Time Partitioning and Logical Date
Each DAG run is associated with a logical date (also called execution date or data interval start). A daily DAG scheduled at 0 6 * * * with logical date 2024-01-15 processes data for January 15th. The logical date is available to tasks as a template variable {{ ds }}:
SELECT * FROM events
WHERE date = '{{ ds }}'
This parameterization makes every DAG run idempotent — the same logical date always processes the same data partition.
Scheduler Loop
The scheduler runs a tight loop:
- Find DAGs with
next_run_time <= nowand no active run blocking them - Create a
DagRunrecord for the new logical date - For each task in the DAG, check if all upstream dependencies are in
successstate - Queue eligible tasks to the executor
- Update task states as the executor reports completion
The scheduler is single-process (in Airflow's classic design) to avoid concurrent DAGRun creation conflicts. HA schedulers use DB-level locking per DAG to allow multiple scheduler processes.
Task State Machine
none → scheduled → queued → running → success
↘ failed
↘ upstream_failed
upstream_failed propagates automatically: if task A fails, all tasks that depend on A are marked upstream_failed without being executed. This prevents partial pipeline runs from silently producing incomplete output.
Backfill
When a new DAG is added or a pipeline is fixed after a bug, historical data must be reprocessed. Backfill creates DagRun instances for each missing logical date between start_date and today:
- Runs are created for every missing interval (daily DAG missing 30 days → 30 runs)
max_active_runslimits concurrent execution (e.g., 3 at a time) to avoid overloading the database or downstream systems- Runs are processed in order — oldest first — to maintain data dependencies
Because tasks use logical date parameterization, backfill is safe to re-run multiple times.
Dependency Types
- Task-level: task C runs after tasks A and B in the same DAGRun
- DAG-level:
daily_summaryDAG waits forhourly_etlDAG to complete for the same data interval usingExternalTaskSensor - Dataset-based: DAG is triggered when a dataset (logical data asset) is updated by another DAG, decoupling schedule from data availability
Failure Recovery
Options when a task fails:
- Automatic retry: Configure
retries=3withretry_delay=timedelta(minutes=5). Exponential backoff optional. - Mark success: Manually mark a failed task as succeeded to unblock downstream tasks. Use when the failure is known benign or the output was produced by other means.
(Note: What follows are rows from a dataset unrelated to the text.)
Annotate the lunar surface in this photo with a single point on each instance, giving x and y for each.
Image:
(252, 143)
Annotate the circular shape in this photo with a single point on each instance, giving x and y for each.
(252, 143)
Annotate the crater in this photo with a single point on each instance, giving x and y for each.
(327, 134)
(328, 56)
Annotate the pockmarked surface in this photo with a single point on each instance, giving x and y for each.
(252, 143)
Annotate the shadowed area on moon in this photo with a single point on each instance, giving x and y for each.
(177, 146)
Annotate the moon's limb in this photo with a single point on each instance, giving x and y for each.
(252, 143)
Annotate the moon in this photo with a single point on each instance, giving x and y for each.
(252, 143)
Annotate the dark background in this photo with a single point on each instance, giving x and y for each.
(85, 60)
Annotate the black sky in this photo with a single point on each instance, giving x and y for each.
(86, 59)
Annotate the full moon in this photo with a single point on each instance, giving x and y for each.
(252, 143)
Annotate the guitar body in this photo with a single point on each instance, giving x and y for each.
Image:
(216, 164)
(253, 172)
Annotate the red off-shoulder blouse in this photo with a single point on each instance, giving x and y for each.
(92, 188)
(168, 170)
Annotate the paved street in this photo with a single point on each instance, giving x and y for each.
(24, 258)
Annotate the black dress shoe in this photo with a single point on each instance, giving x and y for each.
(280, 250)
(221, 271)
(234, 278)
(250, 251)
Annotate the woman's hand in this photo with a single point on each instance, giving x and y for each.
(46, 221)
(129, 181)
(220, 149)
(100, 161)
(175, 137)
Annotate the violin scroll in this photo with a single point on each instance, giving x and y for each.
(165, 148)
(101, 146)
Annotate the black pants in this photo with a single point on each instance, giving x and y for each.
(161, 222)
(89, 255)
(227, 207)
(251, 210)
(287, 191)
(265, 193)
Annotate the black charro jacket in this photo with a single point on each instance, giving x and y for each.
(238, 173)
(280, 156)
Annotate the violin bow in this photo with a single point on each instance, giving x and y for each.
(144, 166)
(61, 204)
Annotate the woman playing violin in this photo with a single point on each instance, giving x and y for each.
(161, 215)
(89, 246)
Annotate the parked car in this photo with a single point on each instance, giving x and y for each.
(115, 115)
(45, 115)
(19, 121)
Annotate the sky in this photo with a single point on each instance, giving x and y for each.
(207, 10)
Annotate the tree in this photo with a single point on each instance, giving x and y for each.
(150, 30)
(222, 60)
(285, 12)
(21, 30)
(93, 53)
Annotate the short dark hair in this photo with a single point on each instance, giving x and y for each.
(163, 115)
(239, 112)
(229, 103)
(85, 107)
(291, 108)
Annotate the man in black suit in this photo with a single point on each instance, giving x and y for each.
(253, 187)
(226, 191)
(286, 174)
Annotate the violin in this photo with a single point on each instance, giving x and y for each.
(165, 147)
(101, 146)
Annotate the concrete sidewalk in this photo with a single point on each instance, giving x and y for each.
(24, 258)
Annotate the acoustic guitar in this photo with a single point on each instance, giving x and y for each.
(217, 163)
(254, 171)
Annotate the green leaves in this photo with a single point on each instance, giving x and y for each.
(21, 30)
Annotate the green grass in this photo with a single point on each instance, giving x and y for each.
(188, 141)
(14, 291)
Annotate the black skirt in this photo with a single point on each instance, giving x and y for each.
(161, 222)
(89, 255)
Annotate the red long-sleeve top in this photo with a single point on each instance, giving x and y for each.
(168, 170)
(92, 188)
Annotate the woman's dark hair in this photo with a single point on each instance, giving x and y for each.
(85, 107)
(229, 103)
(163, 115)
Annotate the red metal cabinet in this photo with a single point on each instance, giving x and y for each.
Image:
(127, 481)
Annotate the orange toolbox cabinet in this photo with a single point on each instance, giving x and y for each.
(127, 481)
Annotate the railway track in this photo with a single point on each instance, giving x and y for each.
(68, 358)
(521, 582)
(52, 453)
- Clear and re-run: Reset task state to
noneto re-run from that point forward. Downstream tasks are also cleared and re-run.
SLA Monitoring
Each task can define an SLA: expected completion time from the DAG's logical date. If daily_report should complete by 8 AM but is still running at 8:05 AM, the SLA miss triggers:
- Email alert to the pipeline owner
- Slack notification via callback
- SLA miss recorded in the metadata DB for reporting
Execution Pools and XCom
Pools limit concurrent resource-intensive tasks: a db_pool with size 5 ensures at most 5 tasks touch the production database simultaneously, regardless of how many runs are active.
XCom (cross-communication) allows tasks to pass small values to downstream tasks via the metadata DB. Task A pushes a row count, task B pulls it for a data quality check. XCom is not for large data — use shared storage (S3, GCS) for that.
Executor Types
- LocalExecutor: Tasks run as subprocesses on the scheduler host. Simple, no external dependencies, limited scale.
- CeleryExecutor: Tasks queued to Celery workers (Redis or RabbitMQ broker). Horizontally scalable worker fleet.
- KubernetesExecutor: Each task runs in its own Kubernetes pod. Complete resource isolation, auto-scaling, no idle workers.